Praxisfremdes Bürokratiemonster muss zurück an den Start

Zwei Vorhaben mit Auswirkungen auf die Medikamenten-Versorgungssicherheit stehen heute auf der Tagesordnung des EU-Rates für Beschäftigung, Sozialpolitik, Gesundheit und Verbraucherschutz (EPSCO): Der „Critical Medicines Act“ enthält durchaus positive Ansätze, etwa das Bestbieterprinzip, das eine Bevorzugung europäischer Produkte ermöglicht, sowie die geplante Verkürzung von Genehmigungsverfahren für neue Betriebsansiedlungen. Zu befürchten ist aber, dass die geplanten gemeinsamen Ausschreibungen zu noch mehr Preisdruck und in weiterer Folge weniger Anbietern führen würden. Ebenso wurde die Chance auf EU-weit abgestimmte Regelungen zur Bevorratung verpasst.

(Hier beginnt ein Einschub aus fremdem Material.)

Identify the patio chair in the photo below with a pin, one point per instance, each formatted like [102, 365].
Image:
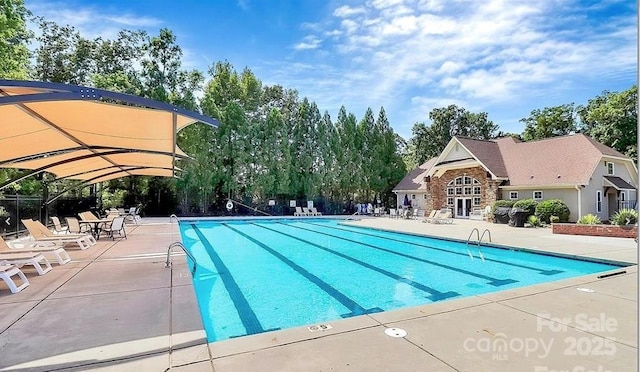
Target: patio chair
[134, 215]
[117, 225]
[56, 251]
[42, 236]
[445, 217]
[57, 226]
[431, 216]
[74, 226]
[7, 271]
[37, 260]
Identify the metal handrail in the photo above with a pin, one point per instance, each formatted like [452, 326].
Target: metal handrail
[178, 244]
[482, 236]
[477, 234]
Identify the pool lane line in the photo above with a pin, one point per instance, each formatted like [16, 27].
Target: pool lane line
[247, 316]
[435, 295]
[347, 302]
[540, 271]
[492, 281]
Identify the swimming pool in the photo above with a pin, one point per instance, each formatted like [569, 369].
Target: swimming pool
[255, 276]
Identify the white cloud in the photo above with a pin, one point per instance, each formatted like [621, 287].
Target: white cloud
[477, 54]
[347, 11]
[308, 42]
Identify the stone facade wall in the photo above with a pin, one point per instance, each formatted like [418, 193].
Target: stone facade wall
[595, 230]
[437, 188]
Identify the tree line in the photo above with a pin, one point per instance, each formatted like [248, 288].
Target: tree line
[271, 143]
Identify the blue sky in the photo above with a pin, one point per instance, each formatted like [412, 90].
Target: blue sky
[505, 58]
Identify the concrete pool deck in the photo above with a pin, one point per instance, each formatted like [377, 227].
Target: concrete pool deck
[115, 307]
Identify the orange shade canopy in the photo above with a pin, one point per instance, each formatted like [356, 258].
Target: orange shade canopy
[88, 134]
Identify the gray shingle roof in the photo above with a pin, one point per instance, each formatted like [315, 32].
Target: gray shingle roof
[413, 180]
[566, 160]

Gleichzeitig sorgt die Novellierung der Kommunalen Abwasser-Richtlinie KARL weiterhin für Alarmstimmung in der pharmazeutischen Industrie. Besonders die erweiterte Herstellerverantwortung, die Pharma- und Kosmetikunternehmen künftig zur Finanzierung einer vierten Reinigungsstufe verpflichten soll, wird die ohnehin schon angespannte Versorgungssicherheit weiter reduzieren. Deshalb wird beim heutigen EPSCO-Rat von einigen Mitgliedstaaten – darunter auch Österreich – eine vertiefte Analyse der Preis- und Versorgungseffekte einfordert.

„Eine Richtlinie dieser Tragweite darf nicht ohne fundierte Folgenabschätzung umgesetzt werden, die auf die Versorgungssicherheit Rücksicht nimmt. Wir sehen es als positives Signal, dass die österreichische Regierung im Sinne der heimischen Patienten nun dafür auf Brüsseler Ebene eintritt“, erklärt Sylvia Hofinger, Geschäftsführerin des Fachverbands der Chemischen Industrie Österreichs (FCIO).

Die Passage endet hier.